Pre-orders (a $400 deposit is required) can be placed for Soundwave, which is priced at $1,470, before 800 limited pieces of the figurine are released into the market in December. Details on Ultra Magnus have yet to be announced. Mr Danny Lim, who founded Imaginarium Art in 2013, says the company has received 400 orders so far.

While each figure comes with additional body parts for fans to fiddle around with poses, it cannot be transformed into vehicles or weapons.

Imaginarium Art has also previously produced various replicas of Marvel Comics' Iron Man, including a newer design of the character's trademark red and gold helmet.

The Transformers statues will travel to Thailand and Taiwan later this year before heading to two large-scale toy and comic conventions in the United States - MegaCon (short for Mega Convention) and New York Comic Con - and the fan-run Transformers convention TFCon in Canada next year.


A close-up of Ultra Magnus. ST PHOTO: TIFFANY GOH FOR THE STRAITS TIMES

Based on the franchise's very first line that ran from 1984 to 1991, the two pieces are boxier in design compared to the slicker look of the newer-generation Transformers as seen in the film series.

A Transformers fan, Mr Lim, 41, wanted to relive the nostalgia of the franchise's early days.

He went with Ultra Magnus, the second-in-command of the Autobot army (the Autobots are the protagonists) as there are already "too much of Autobot leader Optimus Prime in the market".

Naturally, he had to pick a character from the antagonists, the Decepticons, for the other replica, and he chose a personal favourite Soundwave, a communicator who can transform into a microcassette recorder.

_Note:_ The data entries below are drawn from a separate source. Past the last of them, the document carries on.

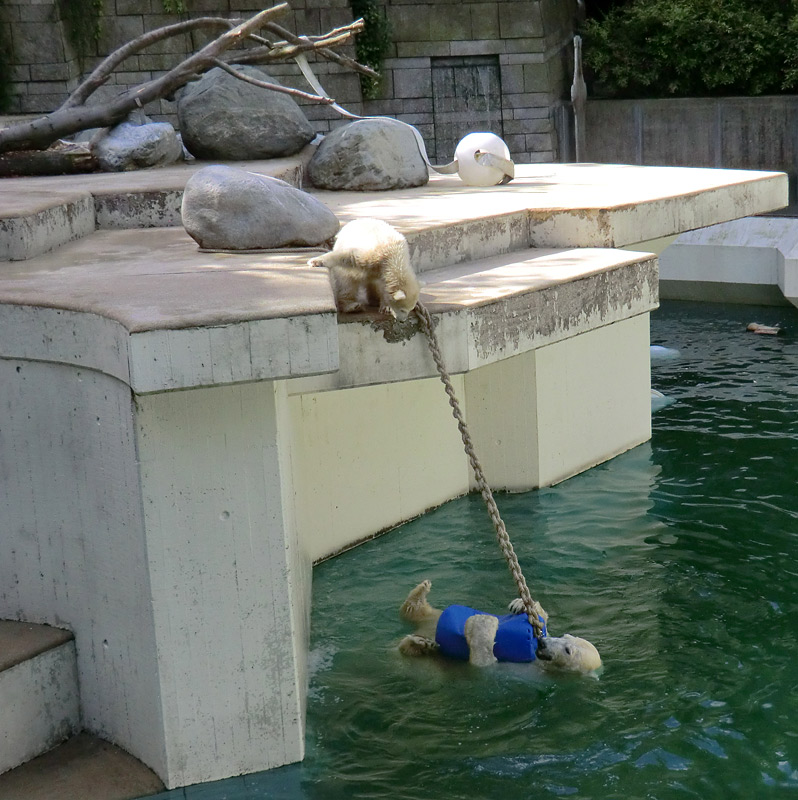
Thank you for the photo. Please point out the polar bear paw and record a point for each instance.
(415, 645)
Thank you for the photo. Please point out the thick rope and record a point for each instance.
(532, 607)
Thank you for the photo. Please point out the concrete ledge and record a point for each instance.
(493, 309)
(38, 690)
(51, 222)
(754, 260)
(547, 205)
(38, 215)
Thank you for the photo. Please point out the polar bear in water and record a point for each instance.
(370, 266)
(482, 639)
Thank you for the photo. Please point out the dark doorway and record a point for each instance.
(466, 97)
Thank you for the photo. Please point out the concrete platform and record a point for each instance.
(38, 690)
(546, 205)
(193, 430)
(83, 768)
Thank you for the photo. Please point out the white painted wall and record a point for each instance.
(230, 591)
(547, 414)
(72, 547)
(369, 458)
(39, 705)
(593, 398)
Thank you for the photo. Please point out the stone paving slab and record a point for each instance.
(22, 640)
(83, 768)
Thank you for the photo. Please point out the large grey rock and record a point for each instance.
(229, 209)
(369, 155)
(222, 117)
(136, 146)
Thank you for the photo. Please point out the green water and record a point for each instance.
(677, 559)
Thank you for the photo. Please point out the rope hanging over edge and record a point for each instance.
(532, 607)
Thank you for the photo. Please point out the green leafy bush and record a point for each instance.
(5, 65)
(372, 44)
(682, 48)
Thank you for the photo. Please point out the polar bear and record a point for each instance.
(482, 639)
(370, 265)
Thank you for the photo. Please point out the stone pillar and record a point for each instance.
(159, 528)
(230, 590)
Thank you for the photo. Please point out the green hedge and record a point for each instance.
(688, 48)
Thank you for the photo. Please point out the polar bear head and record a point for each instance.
(568, 653)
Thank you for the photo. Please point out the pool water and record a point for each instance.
(678, 559)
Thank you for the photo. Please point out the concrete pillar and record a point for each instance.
(368, 458)
(547, 414)
(230, 588)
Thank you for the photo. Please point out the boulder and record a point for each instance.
(369, 155)
(132, 145)
(225, 208)
(222, 117)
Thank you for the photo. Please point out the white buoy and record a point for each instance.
(483, 159)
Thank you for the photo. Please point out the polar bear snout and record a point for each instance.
(569, 653)
(543, 651)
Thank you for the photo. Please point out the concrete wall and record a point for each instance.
(512, 61)
(730, 132)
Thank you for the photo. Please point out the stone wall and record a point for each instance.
(453, 67)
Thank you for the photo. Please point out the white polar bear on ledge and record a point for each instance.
(482, 639)
(370, 266)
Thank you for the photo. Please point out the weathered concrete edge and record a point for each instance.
(475, 336)
(265, 349)
(469, 240)
(75, 338)
(29, 235)
(33, 234)
(170, 359)
(34, 640)
(620, 226)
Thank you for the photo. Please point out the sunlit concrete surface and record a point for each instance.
(185, 433)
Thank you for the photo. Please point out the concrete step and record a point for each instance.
(39, 705)
(82, 768)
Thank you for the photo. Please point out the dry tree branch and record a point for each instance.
(103, 71)
(275, 87)
(74, 115)
(330, 55)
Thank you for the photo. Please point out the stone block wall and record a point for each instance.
(452, 67)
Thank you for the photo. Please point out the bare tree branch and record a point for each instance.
(103, 71)
(74, 115)
(275, 87)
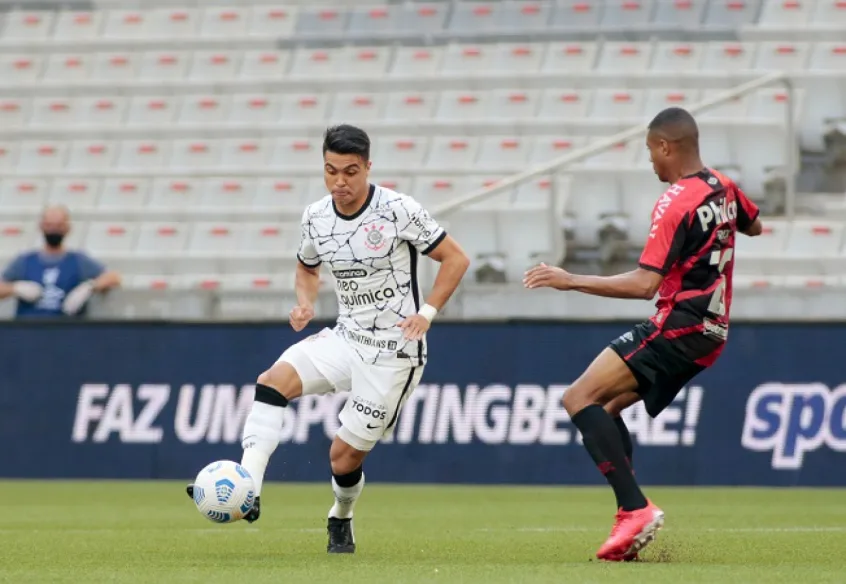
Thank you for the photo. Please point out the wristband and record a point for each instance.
(428, 312)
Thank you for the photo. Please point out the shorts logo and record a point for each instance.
(375, 240)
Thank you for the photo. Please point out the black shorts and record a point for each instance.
(660, 368)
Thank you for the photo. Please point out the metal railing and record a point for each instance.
(555, 166)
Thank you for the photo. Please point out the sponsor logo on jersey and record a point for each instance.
(349, 274)
(374, 238)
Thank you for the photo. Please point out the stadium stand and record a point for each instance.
(185, 137)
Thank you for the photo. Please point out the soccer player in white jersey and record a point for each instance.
(369, 238)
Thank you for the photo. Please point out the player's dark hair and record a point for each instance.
(675, 124)
(346, 139)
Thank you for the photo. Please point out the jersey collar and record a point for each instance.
(358, 213)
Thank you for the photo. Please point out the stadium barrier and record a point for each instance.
(160, 400)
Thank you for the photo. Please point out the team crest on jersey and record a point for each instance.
(374, 239)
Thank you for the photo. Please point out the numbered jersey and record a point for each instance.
(691, 243)
(373, 258)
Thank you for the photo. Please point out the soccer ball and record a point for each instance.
(224, 491)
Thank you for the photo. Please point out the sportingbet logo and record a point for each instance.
(434, 414)
(793, 419)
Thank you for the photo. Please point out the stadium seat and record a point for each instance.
(362, 107)
(571, 57)
(423, 17)
(399, 152)
(407, 106)
(125, 24)
(830, 13)
(254, 108)
(728, 57)
(304, 108)
(687, 14)
(782, 56)
(14, 112)
(617, 57)
(452, 152)
(729, 14)
(626, 14)
(203, 110)
(272, 21)
(227, 192)
(172, 23)
(503, 152)
(243, 153)
(111, 237)
(103, 111)
(28, 194)
(27, 25)
(466, 59)
(417, 61)
(178, 193)
(785, 13)
(68, 67)
(576, 15)
(164, 65)
(92, 155)
(74, 25)
(187, 154)
(373, 20)
(152, 110)
(675, 57)
(214, 65)
(19, 69)
(124, 194)
(265, 64)
(462, 105)
(42, 155)
(222, 22)
(9, 155)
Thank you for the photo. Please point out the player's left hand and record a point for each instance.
(544, 276)
(415, 327)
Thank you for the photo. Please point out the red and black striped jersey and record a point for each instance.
(691, 244)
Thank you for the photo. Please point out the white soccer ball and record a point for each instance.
(224, 491)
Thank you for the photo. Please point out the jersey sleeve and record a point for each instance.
(665, 241)
(747, 211)
(307, 253)
(16, 270)
(416, 226)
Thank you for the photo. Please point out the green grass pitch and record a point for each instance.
(150, 532)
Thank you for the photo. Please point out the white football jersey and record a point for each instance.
(373, 258)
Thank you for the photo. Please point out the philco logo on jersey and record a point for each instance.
(661, 206)
(374, 239)
(349, 274)
(716, 213)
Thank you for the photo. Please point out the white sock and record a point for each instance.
(345, 498)
(260, 439)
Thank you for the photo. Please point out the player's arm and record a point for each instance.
(454, 263)
(748, 215)
(423, 232)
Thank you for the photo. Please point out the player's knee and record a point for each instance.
(344, 458)
(283, 378)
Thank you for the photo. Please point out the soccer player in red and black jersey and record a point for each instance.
(688, 261)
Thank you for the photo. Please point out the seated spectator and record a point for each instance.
(54, 281)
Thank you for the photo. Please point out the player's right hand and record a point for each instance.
(300, 317)
(27, 290)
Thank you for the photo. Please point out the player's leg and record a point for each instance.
(370, 413)
(614, 408)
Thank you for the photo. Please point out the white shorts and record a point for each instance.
(326, 364)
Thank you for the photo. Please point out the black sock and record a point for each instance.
(350, 479)
(605, 445)
(268, 395)
(628, 448)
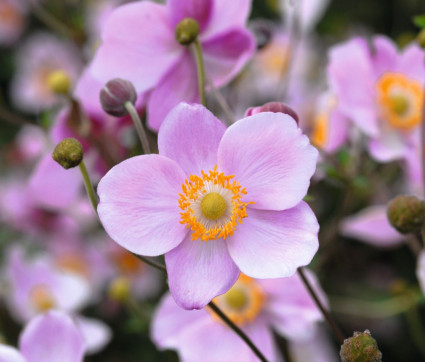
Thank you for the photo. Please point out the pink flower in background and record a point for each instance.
(371, 226)
(139, 44)
(256, 306)
(49, 337)
(216, 201)
(39, 56)
(381, 90)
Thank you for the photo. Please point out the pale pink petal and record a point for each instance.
(227, 14)
(352, 79)
(420, 271)
(273, 244)
(52, 186)
(269, 157)
(139, 204)
(198, 271)
(190, 135)
(371, 226)
(384, 55)
(52, 337)
(10, 354)
(200, 10)
(170, 322)
(96, 333)
(138, 45)
(226, 54)
(179, 84)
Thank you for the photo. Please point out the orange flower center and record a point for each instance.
(212, 205)
(400, 100)
(243, 302)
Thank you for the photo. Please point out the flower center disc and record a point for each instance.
(213, 206)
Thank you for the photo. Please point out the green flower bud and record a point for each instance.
(68, 153)
(362, 347)
(186, 31)
(406, 214)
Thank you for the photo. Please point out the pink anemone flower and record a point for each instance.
(216, 201)
(256, 306)
(381, 90)
(139, 44)
(48, 337)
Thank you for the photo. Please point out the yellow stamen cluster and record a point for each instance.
(243, 302)
(195, 188)
(400, 100)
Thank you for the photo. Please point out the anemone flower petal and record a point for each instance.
(273, 244)
(198, 271)
(190, 135)
(270, 158)
(52, 337)
(139, 204)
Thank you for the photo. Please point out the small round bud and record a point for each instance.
(119, 289)
(362, 347)
(186, 31)
(406, 214)
(59, 82)
(421, 38)
(115, 94)
(68, 153)
(275, 107)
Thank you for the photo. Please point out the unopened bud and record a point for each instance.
(421, 38)
(187, 31)
(275, 107)
(362, 347)
(119, 289)
(58, 82)
(406, 214)
(68, 153)
(115, 94)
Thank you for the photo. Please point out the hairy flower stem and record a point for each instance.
(139, 127)
(88, 185)
(216, 310)
(338, 334)
(201, 71)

"It's always exciting to see Soundwave deploy his little cassette minions from his chest," says Mr Lim.

He teamed up with Argentinian sculptor Pablo Viggiano to provide the art direction for the statues. Viggiano, 44, was adamant that they look as authentic as possible.

"Fans don't want someone else's version of the characters. They want a statue that has the same lovely feeling from when they were kids," he says.

The statues are made out of resin, acrylic and polyurethane, and have minute details specific to each character. Take Ultra Magnus, which comes with two grey cannon barrels made of diecast metal. As for Soundwave, three of his cassette troops - Ravage, Laserbeak and Frenzy - stand at the foot of the statue in ready-to-attack poses.

Long-time Transformers fans are thrilled that Imaginarium Art has created classic replicas.

Mr Sathish Pillai, 39, who runs a car wash business, says it is the most accurate replication of the vintage series he has seen. He has submitted a pre-order for Soundwave.

"It's about time someone produces statues from the Generation One era. Nowadays, many of the figurines on the market are of the newer, more modern designs similar to what you see in the films," he adds.

Project manager Chew Liong Hong, 40, has pre-ordered a Soundwave figurine, despite being slightly disappointed that it cannot transform. "I used to rush home from school years ago just to catch each episode of the Transformers Generation One cartoons. The statues bring back those childhood memories," he says.